Most AI Agent Memory Systems Are Broken, Here’s Why

Most AI Agent Memory Systems Are Broken, Here’s Why

A concise tour of Hermes Agent memory — MEMORY.md, USER.md, prefetch/sync, and when session search is not memory.

You’ve probably experienced it: an AI agent that feels brilliant for 20 minutes, then completely forgets everything the moment you close the tab. You come back the next day and it’s like talking to a stranger.
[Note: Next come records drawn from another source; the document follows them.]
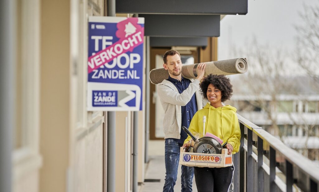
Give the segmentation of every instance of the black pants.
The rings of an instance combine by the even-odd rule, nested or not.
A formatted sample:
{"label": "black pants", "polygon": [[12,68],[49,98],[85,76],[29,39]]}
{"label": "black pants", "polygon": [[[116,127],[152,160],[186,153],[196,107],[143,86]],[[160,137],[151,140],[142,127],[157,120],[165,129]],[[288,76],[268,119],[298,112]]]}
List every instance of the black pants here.
{"label": "black pants", "polygon": [[194,167],[198,192],[227,192],[232,183],[234,167]]}

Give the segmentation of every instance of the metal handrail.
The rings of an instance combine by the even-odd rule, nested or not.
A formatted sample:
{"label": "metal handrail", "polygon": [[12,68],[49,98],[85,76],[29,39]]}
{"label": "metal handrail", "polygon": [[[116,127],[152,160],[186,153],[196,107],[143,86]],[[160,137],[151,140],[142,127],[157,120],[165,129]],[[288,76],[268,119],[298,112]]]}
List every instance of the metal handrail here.
{"label": "metal handrail", "polygon": [[[241,137],[239,152],[234,156],[234,191],[288,192],[296,187],[304,191],[319,191],[317,165],[262,128],[237,116]],[[281,181],[276,174],[279,170],[285,176]]]}

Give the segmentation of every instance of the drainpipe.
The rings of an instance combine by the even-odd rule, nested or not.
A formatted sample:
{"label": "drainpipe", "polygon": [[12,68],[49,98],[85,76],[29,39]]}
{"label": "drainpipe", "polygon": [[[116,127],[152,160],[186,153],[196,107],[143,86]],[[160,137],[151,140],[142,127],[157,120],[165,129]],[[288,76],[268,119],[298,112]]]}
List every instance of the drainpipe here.
{"label": "drainpipe", "polygon": [[[115,0],[107,0],[108,16],[115,16]],[[108,192],[115,191],[115,112],[108,112]]]}
{"label": "drainpipe", "polygon": [[137,192],[137,151],[138,150],[138,112],[134,112],[133,127],[133,192]]}
{"label": "drainpipe", "polygon": [[150,89],[150,81],[148,80],[148,75],[150,74],[150,37],[146,37],[146,66],[145,72],[145,82],[146,88],[145,89],[145,162],[148,162],[148,141],[150,140],[150,95],[151,90]]}
{"label": "drainpipe", "polygon": [[[138,17],[138,14],[134,14],[134,17]],[[132,192],[137,192],[137,152],[138,150],[138,111],[134,111],[133,124],[133,178]]]}
{"label": "drainpipe", "polygon": [[11,191],[16,88],[15,1],[0,1],[0,191]]}

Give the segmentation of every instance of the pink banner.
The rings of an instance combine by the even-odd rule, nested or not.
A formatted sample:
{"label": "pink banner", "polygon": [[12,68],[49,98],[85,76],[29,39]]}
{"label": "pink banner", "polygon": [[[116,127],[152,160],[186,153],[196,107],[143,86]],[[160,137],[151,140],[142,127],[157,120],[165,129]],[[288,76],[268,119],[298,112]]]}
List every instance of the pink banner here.
{"label": "pink banner", "polygon": [[117,24],[116,27],[118,29],[116,35],[119,40],[89,58],[88,73],[121,54],[129,51],[131,52],[135,48],[143,43],[144,28],[137,24],[138,20],[137,18],[130,17]]}

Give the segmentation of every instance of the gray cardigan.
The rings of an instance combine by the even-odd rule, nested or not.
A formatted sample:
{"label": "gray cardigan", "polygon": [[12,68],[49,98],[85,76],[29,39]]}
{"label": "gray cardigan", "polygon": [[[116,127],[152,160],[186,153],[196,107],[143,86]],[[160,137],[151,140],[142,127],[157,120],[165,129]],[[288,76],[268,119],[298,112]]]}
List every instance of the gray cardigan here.
{"label": "gray cardigan", "polygon": [[197,109],[203,108],[202,96],[199,91],[200,81],[196,79],[191,82],[183,93],[179,93],[176,86],[171,82],[164,80],[157,85],[157,94],[165,112],[163,128],[165,139],[181,138],[182,128],[182,108],[188,103],[195,93]]}

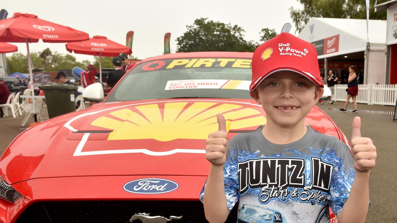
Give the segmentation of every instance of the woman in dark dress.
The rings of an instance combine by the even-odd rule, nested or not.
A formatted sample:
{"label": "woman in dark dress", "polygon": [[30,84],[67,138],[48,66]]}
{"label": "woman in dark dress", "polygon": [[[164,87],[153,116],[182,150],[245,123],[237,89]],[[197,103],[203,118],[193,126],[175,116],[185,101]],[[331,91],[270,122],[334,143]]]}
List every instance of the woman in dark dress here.
{"label": "woman in dark dress", "polygon": [[345,102],[345,106],[343,108],[339,110],[342,112],[345,112],[347,106],[349,105],[350,98],[353,99],[353,104],[354,105],[354,110],[353,113],[357,113],[357,95],[358,93],[358,83],[357,81],[357,74],[356,74],[356,69],[357,67],[355,66],[351,65],[349,67],[349,79],[347,83],[347,96],[346,97],[346,101]]}

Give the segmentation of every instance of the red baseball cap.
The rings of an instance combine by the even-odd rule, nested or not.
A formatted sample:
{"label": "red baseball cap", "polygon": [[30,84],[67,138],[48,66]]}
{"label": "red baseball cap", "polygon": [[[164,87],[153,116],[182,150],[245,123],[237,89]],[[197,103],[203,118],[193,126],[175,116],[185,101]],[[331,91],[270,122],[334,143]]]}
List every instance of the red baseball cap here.
{"label": "red baseball cap", "polygon": [[300,73],[316,85],[324,87],[314,47],[288,33],[281,33],[255,50],[252,57],[250,89],[256,88],[268,76],[282,71]]}

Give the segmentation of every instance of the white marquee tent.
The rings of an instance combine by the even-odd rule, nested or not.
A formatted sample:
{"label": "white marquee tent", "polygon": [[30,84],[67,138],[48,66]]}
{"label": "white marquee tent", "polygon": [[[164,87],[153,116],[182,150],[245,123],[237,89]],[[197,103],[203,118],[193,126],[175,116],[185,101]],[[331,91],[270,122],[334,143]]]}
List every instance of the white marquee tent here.
{"label": "white marquee tent", "polygon": [[367,38],[365,19],[314,17],[298,36],[313,43],[326,64],[327,58],[364,52],[364,83],[385,84],[386,26],[370,20]]}

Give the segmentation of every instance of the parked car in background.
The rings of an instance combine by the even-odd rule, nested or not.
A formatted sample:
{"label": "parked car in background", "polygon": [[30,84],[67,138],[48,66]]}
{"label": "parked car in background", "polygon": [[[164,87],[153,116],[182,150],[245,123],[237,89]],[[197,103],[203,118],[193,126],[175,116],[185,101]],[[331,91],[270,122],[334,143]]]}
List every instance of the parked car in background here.
{"label": "parked car in background", "polygon": [[19,81],[17,78],[13,77],[3,77],[2,78],[4,80],[7,87],[8,87],[10,93],[19,92]]}

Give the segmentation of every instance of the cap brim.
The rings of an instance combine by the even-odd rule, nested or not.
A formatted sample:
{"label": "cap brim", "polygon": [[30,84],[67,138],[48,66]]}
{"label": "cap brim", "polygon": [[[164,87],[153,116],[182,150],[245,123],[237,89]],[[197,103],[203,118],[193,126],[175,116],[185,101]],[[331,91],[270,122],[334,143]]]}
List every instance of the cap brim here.
{"label": "cap brim", "polygon": [[313,75],[312,75],[311,74],[309,74],[309,73],[304,72],[304,71],[299,71],[298,70],[296,70],[293,69],[292,69],[282,68],[282,69],[278,69],[277,70],[275,70],[273,71],[270,72],[270,73],[268,73],[266,74],[264,74],[264,75],[262,75],[260,77],[262,77],[262,78],[261,79],[260,81],[259,81],[258,83],[256,83],[256,84],[254,85],[254,86],[253,86],[254,87],[252,89],[251,89],[250,88],[250,90],[255,90],[255,89],[256,88],[256,87],[258,87],[258,86],[259,86],[260,84],[260,83],[262,82],[262,81],[263,81],[263,80],[264,80],[265,79],[265,78],[266,78],[267,77],[268,77],[270,75],[273,74],[274,74],[274,73],[276,73],[276,72],[279,72],[279,71],[293,71],[293,72],[294,72],[295,73],[299,73],[299,74],[301,74],[302,75],[303,75],[305,77],[307,78],[309,80],[310,80],[310,81],[311,81],[312,82],[313,82],[313,83],[314,83],[314,84],[315,85],[316,85],[316,86],[318,86],[318,87],[322,87],[322,88],[324,87],[324,84],[322,83],[322,82],[321,82],[320,81],[319,81],[319,82],[317,83],[316,81],[314,81],[313,80],[312,80],[312,79],[311,79],[310,77],[308,77],[308,76],[309,76],[309,75],[311,75],[312,77],[312,78],[313,78],[314,79],[316,79],[316,78],[314,77],[313,76]]}

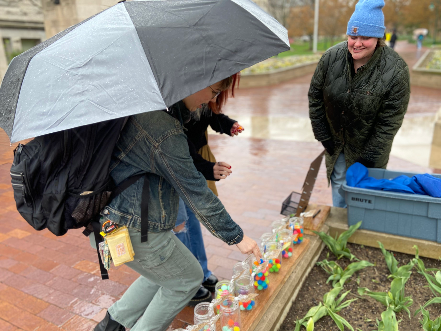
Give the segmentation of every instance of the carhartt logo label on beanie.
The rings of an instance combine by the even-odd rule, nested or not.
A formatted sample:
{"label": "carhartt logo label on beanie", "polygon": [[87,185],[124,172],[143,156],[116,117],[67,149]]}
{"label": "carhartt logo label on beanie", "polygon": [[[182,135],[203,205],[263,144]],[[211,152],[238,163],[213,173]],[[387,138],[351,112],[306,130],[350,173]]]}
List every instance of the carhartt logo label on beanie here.
{"label": "carhartt logo label on beanie", "polygon": [[359,0],[348,23],[346,34],[350,36],[383,38],[385,28],[381,9],[384,5],[384,0]]}

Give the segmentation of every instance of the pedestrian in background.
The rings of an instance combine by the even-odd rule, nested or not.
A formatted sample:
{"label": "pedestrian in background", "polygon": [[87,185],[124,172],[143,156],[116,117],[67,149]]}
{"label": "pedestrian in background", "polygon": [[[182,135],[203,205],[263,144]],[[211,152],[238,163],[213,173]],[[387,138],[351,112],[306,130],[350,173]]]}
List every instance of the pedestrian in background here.
{"label": "pedestrian in background", "polygon": [[390,37],[390,48],[393,49],[395,47],[395,41],[396,41],[396,30],[395,29],[392,33],[392,35]]}
{"label": "pedestrian in background", "polygon": [[424,39],[424,36],[422,34],[420,34],[418,35],[418,37],[416,40],[416,48],[419,51],[421,49],[422,47],[422,41]]}
{"label": "pedestrian in background", "polygon": [[[190,155],[194,166],[205,177],[208,188],[217,196],[217,190],[215,183],[216,181],[226,178],[232,173],[231,166],[225,162],[216,162],[208,146],[207,129],[209,125],[217,132],[232,137],[243,130],[243,128],[235,120],[221,113],[222,106],[228,98],[234,97],[235,87],[236,83],[238,85],[239,78],[239,73],[233,75],[233,82],[230,87],[220,92],[216,98],[216,102],[203,104],[190,113],[189,121],[184,124]],[[180,198],[175,226],[173,233],[194,256],[204,271],[204,281],[201,288],[190,300],[188,305],[210,302],[212,299],[211,292],[214,292],[218,279],[208,268],[200,223],[191,209]]]}
{"label": "pedestrian in background", "polygon": [[407,66],[382,39],[384,6],[383,0],[359,0],[348,23],[348,41],[323,54],[308,94],[336,207],[346,207],[341,186],[350,166],[386,167],[409,102]]}

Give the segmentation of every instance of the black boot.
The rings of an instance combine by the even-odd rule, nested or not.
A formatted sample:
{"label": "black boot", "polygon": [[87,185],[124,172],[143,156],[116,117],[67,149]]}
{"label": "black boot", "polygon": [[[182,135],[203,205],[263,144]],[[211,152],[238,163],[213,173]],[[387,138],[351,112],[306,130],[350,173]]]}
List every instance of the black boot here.
{"label": "black boot", "polygon": [[108,312],[104,319],[97,324],[93,331],[126,331],[126,328],[116,321],[111,319]]}
{"label": "black boot", "polygon": [[210,291],[201,285],[187,305],[193,307],[200,302],[211,302],[212,299]]}
{"label": "black boot", "polygon": [[216,290],[215,286],[216,286],[216,283],[218,282],[219,281],[217,280],[217,277],[212,274],[210,275],[210,277],[202,283],[202,286],[210,292],[214,293]]}

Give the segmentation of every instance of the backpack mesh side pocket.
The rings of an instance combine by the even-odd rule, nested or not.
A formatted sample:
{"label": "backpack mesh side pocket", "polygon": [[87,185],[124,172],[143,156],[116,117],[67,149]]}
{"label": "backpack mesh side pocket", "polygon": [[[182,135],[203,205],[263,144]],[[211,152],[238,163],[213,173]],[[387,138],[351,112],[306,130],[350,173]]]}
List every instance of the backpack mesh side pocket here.
{"label": "backpack mesh side pocket", "polygon": [[108,201],[112,194],[108,189],[108,185],[106,184],[103,188],[89,194],[70,194],[64,205],[67,228],[78,229],[86,226]]}

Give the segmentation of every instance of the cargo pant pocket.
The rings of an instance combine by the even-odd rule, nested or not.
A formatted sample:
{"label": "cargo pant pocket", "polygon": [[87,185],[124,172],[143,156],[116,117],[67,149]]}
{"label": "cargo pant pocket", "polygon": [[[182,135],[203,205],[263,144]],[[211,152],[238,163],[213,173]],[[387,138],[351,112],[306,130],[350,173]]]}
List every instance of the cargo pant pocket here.
{"label": "cargo pant pocket", "polygon": [[143,268],[149,269],[161,281],[179,275],[191,264],[172,238],[154,253],[138,262]]}

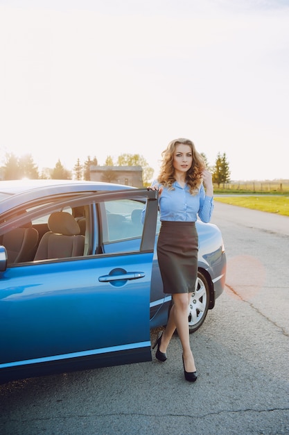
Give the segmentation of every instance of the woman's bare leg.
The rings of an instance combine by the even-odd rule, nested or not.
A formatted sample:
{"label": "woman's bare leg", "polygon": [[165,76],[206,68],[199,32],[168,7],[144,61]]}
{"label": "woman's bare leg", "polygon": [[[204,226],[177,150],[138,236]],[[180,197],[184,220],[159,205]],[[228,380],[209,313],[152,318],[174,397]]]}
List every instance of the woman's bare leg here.
{"label": "woman's bare leg", "polygon": [[195,372],[195,366],[190,346],[188,324],[188,305],[191,293],[173,295],[174,304],[170,312],[166,329],[161,336],[159,350],[166,352],[170,338],[177,328],[177,334],[183,348],[184,363],[186,371]]}

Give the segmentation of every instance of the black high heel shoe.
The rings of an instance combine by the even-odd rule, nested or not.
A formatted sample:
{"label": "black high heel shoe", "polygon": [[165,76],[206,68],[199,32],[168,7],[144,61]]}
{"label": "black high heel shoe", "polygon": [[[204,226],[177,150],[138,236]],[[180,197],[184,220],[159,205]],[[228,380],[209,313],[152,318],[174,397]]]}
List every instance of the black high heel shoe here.
{"label": "black high heel shoe", "polygon": [[166,354],[164,353],[163,352],[161,352],[159,350],[159,346],[161,345],[161,337],[163,336],[163,334],[161,335],[160,337],[159,337],[155,343],[154,344],[154,345],[152,346],[152,349],[155,349],[155,347],[156,347],[156,345],[157,345],[157,352],[155,352],[155,357],[160,361],[161,361],[162,363],[164,363],[166,360]]}
{"label": "black high heel shoe", "polygon": [[189,382],[195,382],[198,378],[197,372],[186,372],[186,369],[184,368],[184,355],[182,355],[182,357],[183,359],[184,374],[186,381],[189,381]]}

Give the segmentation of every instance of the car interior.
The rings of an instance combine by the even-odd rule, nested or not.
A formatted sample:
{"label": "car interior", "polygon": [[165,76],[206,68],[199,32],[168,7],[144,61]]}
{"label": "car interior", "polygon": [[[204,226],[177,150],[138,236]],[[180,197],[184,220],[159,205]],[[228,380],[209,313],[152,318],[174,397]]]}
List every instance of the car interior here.
{"label": "car interior", "polygon": [[[103,231],[106,231],[107,243],[141,236],[141,208],[132,210],[130,215],[107,210],[105,213],[103,235]],[[0,236],[0,245],[6,249],[8,264],[86,254],[88,241],[85,206],[55,211],[47,216],[46,221],[40,220],[33,224],[29,222]]]}

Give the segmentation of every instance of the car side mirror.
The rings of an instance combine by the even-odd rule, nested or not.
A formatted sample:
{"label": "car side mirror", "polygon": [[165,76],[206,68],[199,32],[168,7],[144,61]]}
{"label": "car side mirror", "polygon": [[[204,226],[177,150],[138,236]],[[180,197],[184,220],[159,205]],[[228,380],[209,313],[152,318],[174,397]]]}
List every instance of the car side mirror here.
{"label": "car side mirror", "polygon": [[0,272],[5,272],[7,268],[7,251],[5,246],[0,246]]}

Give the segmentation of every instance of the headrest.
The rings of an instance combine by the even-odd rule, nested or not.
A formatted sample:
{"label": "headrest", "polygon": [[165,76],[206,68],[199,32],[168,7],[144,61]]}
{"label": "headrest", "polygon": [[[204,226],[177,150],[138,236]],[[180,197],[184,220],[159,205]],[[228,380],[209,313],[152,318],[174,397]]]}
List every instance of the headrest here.
{"label": "headrest", "polygon": [[66,211],[55,211],[51,214],[48,221],[51,231],[64,236],[77,236],[80,233],[78,224],[71,215]]}

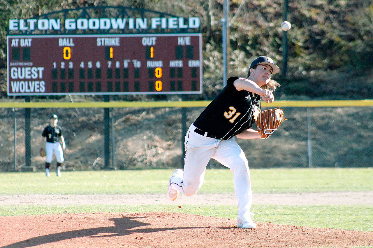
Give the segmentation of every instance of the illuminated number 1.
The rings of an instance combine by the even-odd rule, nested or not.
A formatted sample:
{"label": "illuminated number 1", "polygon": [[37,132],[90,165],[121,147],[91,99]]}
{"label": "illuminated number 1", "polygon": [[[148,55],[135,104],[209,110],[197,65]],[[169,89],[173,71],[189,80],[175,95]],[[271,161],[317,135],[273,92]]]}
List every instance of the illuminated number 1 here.
{"label": "illuminated number 1", "polygon": [[150,47],[150,58],[154,57],[154,47]]}
{"label": "illuminated number 1", "polygon": [[157,80],[156,81],[156,90],[160,91],[162,90],[162,81]]}
{"label": "illuminated number 1", "polygon": [[63,48],[63,58],[65,59],[70,59],[71,58],[71,49],[69,47]]}

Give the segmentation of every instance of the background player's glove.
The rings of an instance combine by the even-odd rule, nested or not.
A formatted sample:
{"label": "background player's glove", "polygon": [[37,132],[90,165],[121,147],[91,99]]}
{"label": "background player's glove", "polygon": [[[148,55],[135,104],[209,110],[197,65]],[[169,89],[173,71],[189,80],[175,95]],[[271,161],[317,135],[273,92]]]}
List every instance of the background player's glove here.
{"label": "background player's glove", "polygon": [[281,123],[285,120],[283,111],[279,109],[270,109],[260,111],[257,118],[256,124],[258,133],[260,134],[260,138],[267,139],[275,131]]}
{"label": "background player's glove", "polygon": [[46,152],[46,149],[44,148],[40,148],[40,149],[39,151],[39,152],[40,154],[40,156],[43,157],[47,156],[47,153]]}

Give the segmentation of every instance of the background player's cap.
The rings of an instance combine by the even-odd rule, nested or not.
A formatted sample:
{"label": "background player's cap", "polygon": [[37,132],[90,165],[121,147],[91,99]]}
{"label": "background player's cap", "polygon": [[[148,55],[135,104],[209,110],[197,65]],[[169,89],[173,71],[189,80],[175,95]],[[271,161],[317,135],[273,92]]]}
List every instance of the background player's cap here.
{"label": "background player's cap", "polygon": [[257,58],[254,59],[251,63],[251,65],[250,66],[250,68],[252,68],[257,65],[261,65],[264,64],[268,65],[272,67],[272,74],[276,74],[280,71],[280,68],[273,63],[273,61],[272,59],[269,57],[265,56],[259,56]]}

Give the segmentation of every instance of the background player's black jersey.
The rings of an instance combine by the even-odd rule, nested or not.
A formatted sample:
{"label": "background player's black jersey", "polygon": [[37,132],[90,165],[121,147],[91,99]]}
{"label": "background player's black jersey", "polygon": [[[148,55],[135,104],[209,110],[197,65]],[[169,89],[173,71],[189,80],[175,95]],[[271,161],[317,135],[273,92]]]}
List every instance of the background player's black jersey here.
{"label": "background player's black jersey", "polygon": [[253,114],[260,109],[260,96],[237,90],[233,83],[239,78],[228,79],[227,85],[194,121],[196,127],[225,140],[251,128],[255,122]]}
{"label": "background player's black jersey", "polygon": [[47,138],[47,142],[51,143],[59,142],[60,137],[62,135],[61,127],[57,125],[54,127],[52,127],[48,125],[44,128],[41,134],[42,136]]}

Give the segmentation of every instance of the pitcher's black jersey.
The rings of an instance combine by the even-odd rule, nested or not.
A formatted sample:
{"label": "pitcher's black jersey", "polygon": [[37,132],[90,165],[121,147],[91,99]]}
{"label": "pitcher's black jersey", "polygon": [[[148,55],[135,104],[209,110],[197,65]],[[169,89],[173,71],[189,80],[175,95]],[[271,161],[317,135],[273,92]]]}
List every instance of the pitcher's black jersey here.
{"label": "pitcher's black jersey", "polygon": [[233,83],[239,78],[228,79],[227,85],[194,121],[196,127],[225,140],[251,128],[255,122],[253,115],[260,109],[260,96],[237,90]]}
{"label": "pitcher's black jersey", "polygon": [[51,143],[59,142],[60,137],[62,136],[61,127],[58,125],[52,127],[48,125],[44,128],[41,136],[47,138],[47,142]]}

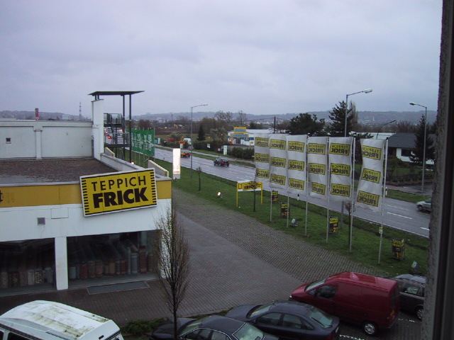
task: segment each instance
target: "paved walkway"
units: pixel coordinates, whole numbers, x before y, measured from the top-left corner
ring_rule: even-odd
[[[294,239],[209,201],[179,191],[174,198],[191,251],[191,281],[179,310],[182,316],[287,300],[303,281],[343,271],[380,275],[373,268]],[[75,288],[3,297],[0,314],[28,301],[50,300],[113,319],[119,325],[129,320],[170,316],[157,283],[147,283],[145,288],[93,295],[87,288]],[[401,327],[408,332],[404,324],[399,324],[392,334],[403,334]],[[419,335],[388,337],[392,334],[387,334],[381,339],[411,339]]]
The industry’s response has been to build bigger and bigger memory systems — vector databases, knowledge graphs, retrieval pipelines. The problem isn’t that memory systems are too small. The problem is that they treat memory like a database instead of a brain.

Why This Matters

If your agent can’t remember your preferences, your project conventions, or mistakes it made last week, it’s not an agent — it’s a slightly smarter autocomplete. Every session starts from zero. Every correction has to be repeated. Every workflow has to be re-explained. That’s not a usability issue; it’s an architectural failure. And it compounds quickly: the more you rely on an agent, the more painful the amnesia becomes.

TL;DR

  • Hermes keeps persistent agent state in two capped files (MEMORY.md / USER.md) injected into the system prompt — curation by design, not an endless retrieval pile.
  • Memory runs in two layers: those files are always on; you can add exactly one external provider at a time for heavier retrieval and retention (Honcho, Hindsight, Mem0, etc.).
  • Each user turn is recall then store for external backends — prefetch context before the reply, sync dialogue afterward; the core files stay in the frozen prompt and do not go through prefetch.
  • Optional plugins expose recall_mode (automatic prefetch only, tools only, or both); session transcript search is a separate tool from long-term memory.
  • Bounded space plus consolidation beats infinite logs — forgetting noise is part of the design.

The AI Agent Memory Problem

Large Language Models are stateless by design. Each request is independent. Each response is generated from whatever prompt you send right now. There is no memory, no history, no continuity beyond the tokens in the current context window.

For a single question-and-answer exchange, this is fine. But agents are supposed to do things across sessions. They should learn from mistakes, adapt to preferences, and build working knowledge over time. Statelessness makes that impossible without intervention.

The obvious intervention is to add context. Attach the previous conversation. Include project documentation. Send the entire history. Context windows are growing — 128K tokens and beyond — so theoretically you can fit everything in there.

But context is not memory. Context is a dump. Memory is a distillation.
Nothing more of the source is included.